Standard molecular procedures were performed as described by Ausubel et al.
(1995). The bifunctional yeast – E. coli vector YCpLac33 ( Gietz and Sugino, 1988) was used as template for amplification of ycf1::URA3 disruption cassette. The pmr1Δycf1Δ double mutant was obtained by disruption of the YCF1 gene by homologous recombination with the ycf1::URA3 cassette. The latter was amplified with Platinum® high fidelity Taq DNA polymerase (Invitrogen) and the primers described in Table 2. Then, the disruption cassette was purified with the PureLink™ gel extraction kit (Invitrogen) and employed for transformation of the pmr1Δ strain. The disruption was confirmed by PCR and restriction analyses performed with phenol–chloroform purified genomic DNA from potential yeast transformant colonies selected in SC medium lacking Osimertinib in vivo uracil.

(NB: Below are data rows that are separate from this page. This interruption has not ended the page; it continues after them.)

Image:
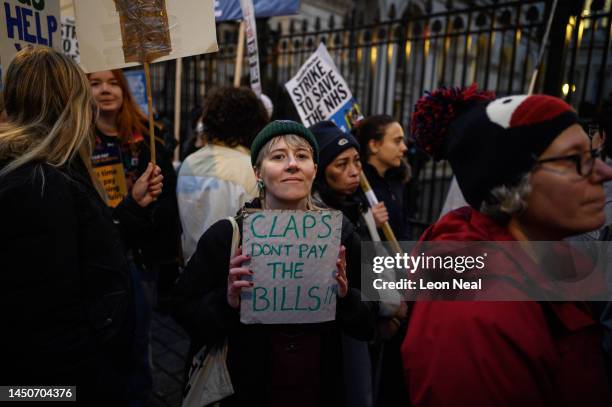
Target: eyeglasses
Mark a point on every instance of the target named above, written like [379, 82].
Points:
[585, 161]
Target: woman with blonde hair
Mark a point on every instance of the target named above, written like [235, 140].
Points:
[66, 296]
[273, 365]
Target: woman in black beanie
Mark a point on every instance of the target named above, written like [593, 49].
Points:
[337, 186]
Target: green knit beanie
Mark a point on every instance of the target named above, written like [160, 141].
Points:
[281, 128]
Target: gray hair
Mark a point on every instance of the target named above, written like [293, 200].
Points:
[505, 201]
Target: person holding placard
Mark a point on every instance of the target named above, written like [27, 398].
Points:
[337, 186]
[121, 155]
[382, 152]
[66, 298]
[277, 364]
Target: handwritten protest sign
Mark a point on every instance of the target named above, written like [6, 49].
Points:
[70, 46]
[23, 22]
[319, 92]
[191, 24]
[293, 258]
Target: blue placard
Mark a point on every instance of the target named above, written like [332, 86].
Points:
[138, 87]
[226, 10]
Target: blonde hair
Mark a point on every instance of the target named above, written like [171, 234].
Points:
[294, 142]
[49, 112]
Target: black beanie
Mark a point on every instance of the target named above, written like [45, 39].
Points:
[488, 143]
[332, 142]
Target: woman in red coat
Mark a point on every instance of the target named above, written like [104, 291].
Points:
[529, 173]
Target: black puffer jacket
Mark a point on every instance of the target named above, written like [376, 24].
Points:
[65, 290]
[391, 189]
[305, 358]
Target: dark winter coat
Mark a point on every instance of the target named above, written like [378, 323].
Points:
[65, 290]
[466, 353]
[391, 189]
[297, 365]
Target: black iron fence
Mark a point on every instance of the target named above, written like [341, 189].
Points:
[390, 63]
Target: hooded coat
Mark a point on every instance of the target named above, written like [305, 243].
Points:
[501, 353]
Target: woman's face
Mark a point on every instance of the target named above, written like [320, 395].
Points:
[388, 152]
[342, 175]
[563, 203]
[106, 91]
[287, 174]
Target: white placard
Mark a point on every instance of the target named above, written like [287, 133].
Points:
[293, 259]
[35, 22]
[191, 22]
[70, 46]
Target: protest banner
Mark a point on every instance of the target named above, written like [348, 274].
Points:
[24, 22]
[138, 86]
[293, 259]
[191, 26]
[70, 46]
[319, 92]
[228, 10]
[248, 12]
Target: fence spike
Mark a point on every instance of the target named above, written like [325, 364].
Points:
[392, 12]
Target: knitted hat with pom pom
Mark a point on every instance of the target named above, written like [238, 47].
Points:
[489, 143]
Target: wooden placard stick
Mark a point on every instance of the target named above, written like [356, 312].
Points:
[146, 37]
[540, 59]
[386, 228]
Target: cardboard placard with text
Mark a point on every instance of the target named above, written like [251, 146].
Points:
[293, 259]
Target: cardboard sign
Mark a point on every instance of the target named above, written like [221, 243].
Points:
[227, 10]
[248, 11]
[70, 46]
[191, 23]
[293, 259]
[107, 164]
[25, 22]
[138, 86]
[319, 92]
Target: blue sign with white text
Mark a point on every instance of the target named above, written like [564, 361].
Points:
[226, 10]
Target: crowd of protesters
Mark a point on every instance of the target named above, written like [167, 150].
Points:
[85, 264]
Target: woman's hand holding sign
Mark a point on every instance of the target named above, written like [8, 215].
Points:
[341, 275]
[234, 281]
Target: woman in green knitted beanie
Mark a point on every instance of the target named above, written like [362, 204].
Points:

Yeast strains were growth in SC medium at 30 °C until the stationary phase, then harvested by centrifugation (1 min/15,000 × g) and washed twice with distilled water. For survival assays, 1.2 × 107 cells/mL were treated in SC medium supplemented or not with CdCl2 (50 μM, 100 μM, 200 μM or 400 μM) and incubated for 4 h in an orbital shaker (120 rpm) at 30 °C. After the treatments, cells were washed and diluted to 1.2 × 103 cells/mL. Aliquots of buy Galunisertib 100 μL were plated in SC solid medium
and incubated at 30 °C for 2–3 d to determine cell viability. The yeast strains were treated with 50 μM CdCl2 as
described in section 2.3. At 1 h intervals, Y-27632 chemical structure 10 mL aliquots were collected. Then, 1 mL of these samples was used for survival determination and the remaining 9 mL was centrifuged and subjected to atomic absorption using a 3100 Atomic Absorption Spectrometer (PerkinElmer) for quantification of residual Cd2+ concentration in the supernatant. Cd2+ content was estimated by determining the difference in metal concentration between control medium without biomass and test medium containing biomass (Gomes et al., 2002). The results were normalized with respect to the number of surviving cells at each time point, and are expressed as micrograms of Cd2+ absorbed by 107 surviving cells. The strains were treated as described in Section 2.3. After 4 h, cells were harvested for total RNA extraction using RNeasy Mini Kit (Qiagen) according to the manufacturer’s instructions. About 200–300 ng of total RNA previously treated with DNAse I amplification grade (Promega) were subjected to first strand cDNA synthesis using the poly-T antisense primer, and the M-MLV reverse transcriptase (Promega). PCR was carried out with Platinum Taq DNA polymerase (Invitrogen) and the specific primers described in Table 2. The reactions were performed with 20 ng of first strand cDNA, except for PMC1, for which 10 ng was used. The ACT1 gene was employed as a constitutive control.